它是python内置的HTTP请求库,使用它发送Request。它主要包含如下几个基本模块:php
虽然urllib库是python的内置库,可是仍然须要导入。导入后能够直接使用urllib.request.urlopen()函数直接向服务器发送Request。Request中含有data数据时是POST请求,不然为GET请求。详细代码以下:html
urllib.request.urlopen(url, data=None, [timeout, ]*, cafile=None, capath=None, cadefault=False, context=None)#urlopen函数形式,主要使用前三个参数 #GET请求 import urllib.request #导入相应的库 response = urllib.request.urlopen('http://www.baidu.com') #发送Request print(response.read().decode('utf-8')) '''打印相关请求,关于网页的编码格式若是常见的仍然没法编译,查看网页源代码,在head的第一行charset属性中可能会有相应信息。''' # POST请求 import urllib.parse import urllib.request data = bytes(urllib.parse.urlencode({'word': 'hello'}), encoding='utf8') #POST请求比GET多了一个data文件 response = urllib.request.urlopen('http://httpbin.org/post', data=data) print(response.read()) #设置延迟时间 import socket import urllib.request import urllib.error try: response = urllib.request.urlopen('http://httpbin.org/get', timeout=0.1)#反应时间0.1s except urllib.error.URLError as e: if isinstance(e.reason, socket.timeout):#判断错误类型 print('TIME OUT')
urlopen()
可以发送Request,可是没法直接进行更多的设置,如设置请求头等。这时候能够先声明一个Request对象,而后传入相应的信息,最后将Request对象传入给urlopen()
.python
from urllib import request, parse #导入相应的包 url = 'http://httpbin.org/post' #网址 headers = { 'User-Agent': 'Mozilla/4.0 (compatible; MSIE 5.5; Windows NT)', 'Host': 'httpbin.org' } #设置请求头 dict = { 'name': 'Germey' }#设置DataFrom信息 data = bytes(parse.urlencode(dict), encoding='utf8')#将DataFrom信息编译成二进制流 req = request.Request(url=url, data=data, headers=headers, method='POST')#构建Request类 #若是req中缺乏header时,urllib提供了add_header方法 req.add_header('User-Agent', 'Mozilla/4.0 (compatible; MSIE 5.5; Windows NT)') response = request.urlopen(req)#传入urlopen print(response.read().decode('utf-8'))#打印
对于服务器发送的相应体,咱们能够获取其类型、状态码和响应头。浏览器
import urllib.request response = urllib.request.urlopen('https://www.python.org') print(type(response))#获取相应类型 print(response.status)# 获取状态码 print(response.getheaders())#获取响应头 print(response.getheader('Server'))#获取相应头的中的参数 print(response.read().decode('utf-8'))#打印相应体
除了正常的Request内容以外,urllib提供不少附加功能,一般使用handler实现。服务器
设置代理须要首先床架ProxyHandler,再将其构建为一个opener,使用open()
方法打开。上文中urlopen()
内部一样是构建一个opener,而后使用open()
打开网页。cookie
import urllib.request proxy_handler = urllib.request.ProxyHandler({ 'http': 'http://127.0.0.1:9743', 'https': 'https://127.0.0.1:9743' }) opener = urllib.request.build_opener(proxy_handler) response = opener.open('http://httpbin.org/get') print(response.read())

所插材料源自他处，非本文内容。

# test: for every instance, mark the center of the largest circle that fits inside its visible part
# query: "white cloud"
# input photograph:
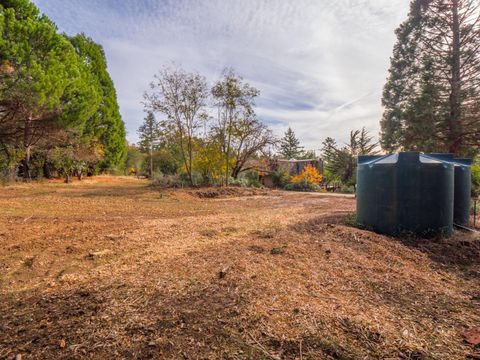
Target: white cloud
(320, 64)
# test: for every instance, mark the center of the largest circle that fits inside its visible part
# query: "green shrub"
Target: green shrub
(168, 181)
(247, 179)
(280, 178)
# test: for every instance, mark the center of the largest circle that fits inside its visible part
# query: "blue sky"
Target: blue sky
(320, 64)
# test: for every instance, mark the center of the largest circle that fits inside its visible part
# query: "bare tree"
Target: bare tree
(234, 101)
(181, 96)
(249, 137)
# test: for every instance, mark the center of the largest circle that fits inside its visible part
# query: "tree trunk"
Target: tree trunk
(151, 162)
(27, 146)
(454, 137)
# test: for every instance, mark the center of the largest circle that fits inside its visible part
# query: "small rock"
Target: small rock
(472, 336)
(277, 251)
(222, 273)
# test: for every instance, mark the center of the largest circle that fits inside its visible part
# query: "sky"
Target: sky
(320, 65)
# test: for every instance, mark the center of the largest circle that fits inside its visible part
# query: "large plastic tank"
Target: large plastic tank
(462, 188)
(405, 192)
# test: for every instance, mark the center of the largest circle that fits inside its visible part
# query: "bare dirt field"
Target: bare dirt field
(110, 268)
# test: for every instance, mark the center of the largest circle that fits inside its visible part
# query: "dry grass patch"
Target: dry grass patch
(109, 268)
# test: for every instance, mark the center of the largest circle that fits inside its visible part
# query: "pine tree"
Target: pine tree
(47, 87)
(290, 146)
(150, 134)
(105, 126)
(432, 94)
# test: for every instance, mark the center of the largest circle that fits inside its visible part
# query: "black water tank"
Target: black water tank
(405, 192)
(462, 187)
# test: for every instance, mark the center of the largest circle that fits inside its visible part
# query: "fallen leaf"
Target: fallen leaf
(472, 336)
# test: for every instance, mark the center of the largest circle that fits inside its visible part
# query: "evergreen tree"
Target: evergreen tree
(290, 146)
(105, 126)
(150, 134)
(46, 87)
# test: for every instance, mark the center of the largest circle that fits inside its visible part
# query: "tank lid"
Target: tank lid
(446, 157)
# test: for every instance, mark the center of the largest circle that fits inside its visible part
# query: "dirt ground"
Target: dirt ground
(111, 268)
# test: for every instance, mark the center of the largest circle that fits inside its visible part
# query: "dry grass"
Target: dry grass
(111, 268)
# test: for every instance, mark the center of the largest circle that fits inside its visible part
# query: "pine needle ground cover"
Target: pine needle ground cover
(112, 268)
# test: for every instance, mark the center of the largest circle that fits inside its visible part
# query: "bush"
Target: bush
(345, 189)
(247, 179)
(280, 178)
(309, 174)
(308, 180)
(168, 181)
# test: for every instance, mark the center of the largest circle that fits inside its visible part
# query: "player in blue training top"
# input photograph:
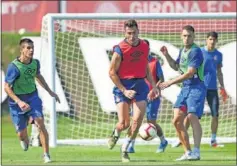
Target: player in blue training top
(152, 109)
(24, 102)
(193, 92)
(212, 71)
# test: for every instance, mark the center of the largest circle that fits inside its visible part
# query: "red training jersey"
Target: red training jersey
(134, 60)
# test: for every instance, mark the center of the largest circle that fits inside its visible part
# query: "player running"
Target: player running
(152, 109)
(212, 71)
(128, 71)
(190, 101)
(24, 102)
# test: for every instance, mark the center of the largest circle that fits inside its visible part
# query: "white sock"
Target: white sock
(188, 152)
(133, 142)
(213, 136)
(126, 143)
(116, 133)
(34, 132)
(46, 154)
(162, 139)
(196, 150)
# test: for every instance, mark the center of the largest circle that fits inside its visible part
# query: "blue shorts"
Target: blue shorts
(138, 85)
(152, 109)
(19, 118)
(193, 98)
(213, 102)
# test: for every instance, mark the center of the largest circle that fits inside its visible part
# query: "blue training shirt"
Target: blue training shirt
(212, 59)
(195, 60)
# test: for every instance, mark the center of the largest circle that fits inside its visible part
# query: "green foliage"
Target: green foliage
(10, 48)
(12, 154)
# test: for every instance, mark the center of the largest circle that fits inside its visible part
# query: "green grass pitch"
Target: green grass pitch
(12, 154)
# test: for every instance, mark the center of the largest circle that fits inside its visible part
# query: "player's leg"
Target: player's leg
(37, 115)
(152, 111)
(213, 102)
(20, 123)
(139, 106)
(178, 121)
(123, 123)
(195, 105)
(35, 136)
(138, 114)
(177, 143)
(44, 138)
(181, 131)
(122, 104)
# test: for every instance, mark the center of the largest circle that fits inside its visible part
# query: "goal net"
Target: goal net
(75, 57)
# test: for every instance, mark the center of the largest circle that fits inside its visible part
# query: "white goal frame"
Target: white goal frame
(106, 16)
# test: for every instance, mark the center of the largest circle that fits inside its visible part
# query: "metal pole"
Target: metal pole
(62, 7)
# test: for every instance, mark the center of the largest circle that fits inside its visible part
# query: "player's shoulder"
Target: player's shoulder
(36, 60)
(196, 50)
(217, 52)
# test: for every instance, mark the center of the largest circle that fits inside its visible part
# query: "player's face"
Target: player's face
(131, 34)
(188, 37)
(27, 50)
(211, 42)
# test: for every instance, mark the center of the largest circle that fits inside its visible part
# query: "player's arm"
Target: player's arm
(155, 92)
(220, 76)
(40, 79)
(189, 74)
(149, 77)
(173, 64)
(114, 66)
(221, 81)
(159, 74)
(11, 75)
(195, 60)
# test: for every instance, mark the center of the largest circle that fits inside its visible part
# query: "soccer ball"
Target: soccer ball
(147, 131)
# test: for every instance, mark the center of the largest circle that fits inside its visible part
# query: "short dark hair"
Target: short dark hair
(147, 42)
(130, 24)
(25, 40)
(188, 28)
(212, 34)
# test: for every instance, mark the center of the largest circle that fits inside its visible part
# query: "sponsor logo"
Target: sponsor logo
(29, 71)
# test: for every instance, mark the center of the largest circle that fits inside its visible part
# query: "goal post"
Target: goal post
(76, 48)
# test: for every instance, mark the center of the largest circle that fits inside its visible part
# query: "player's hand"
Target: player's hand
(129, 93)
(164, 50)
(165, 84)
(55, 96)
(153, 94)
(223, 94)
(23, 106)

Cookie用来维持网页登录状态,用于爬取须要登录的网站。常见的Cookie设置格式以下:socket
import http.cookiejar, urllib.request cookie = http.cookiejar.CookieJar() #首先建立一个CookieJar类 handler = urllib.request.HTTPCookieProcessor(cookie)#借助handler处理Cookie opener = urllib.request.build_opener(handler)#构建opener response = opener.open('http://www.baidu.com')#打开网页 for item in cookie: print(item.name+"="+item.value)#打印出Cookie的值 import http.cookiejar, urllib.request filename = "cookie.txt" cookie = http.cookiejar.MozillaCookieJar(filename)#火狐浏览器格式存储cookie handler = urllib.request.HTTPCookieProcessor(cookie) opener = urllib.request.build_opener(handler) response = opener.open('http://www.baidu.com') cookie.save(ignore_discard=True, ignore_expires=True)#保存 import http.cookiejar, urllib.request cookie = http.cookiejar.LWPCookieJar()#是用另外一种格式存储 cookie.load('cookie.txt', ignore_discard=True, ignore_expires=True)#加载Cookie handler = urllib.request.HTTPCookieProcessor(cookie) opener = urllib.request.build_opener(handler) response = opener.open('http://www.baidu.com') print(response.read().decode('utf-8'))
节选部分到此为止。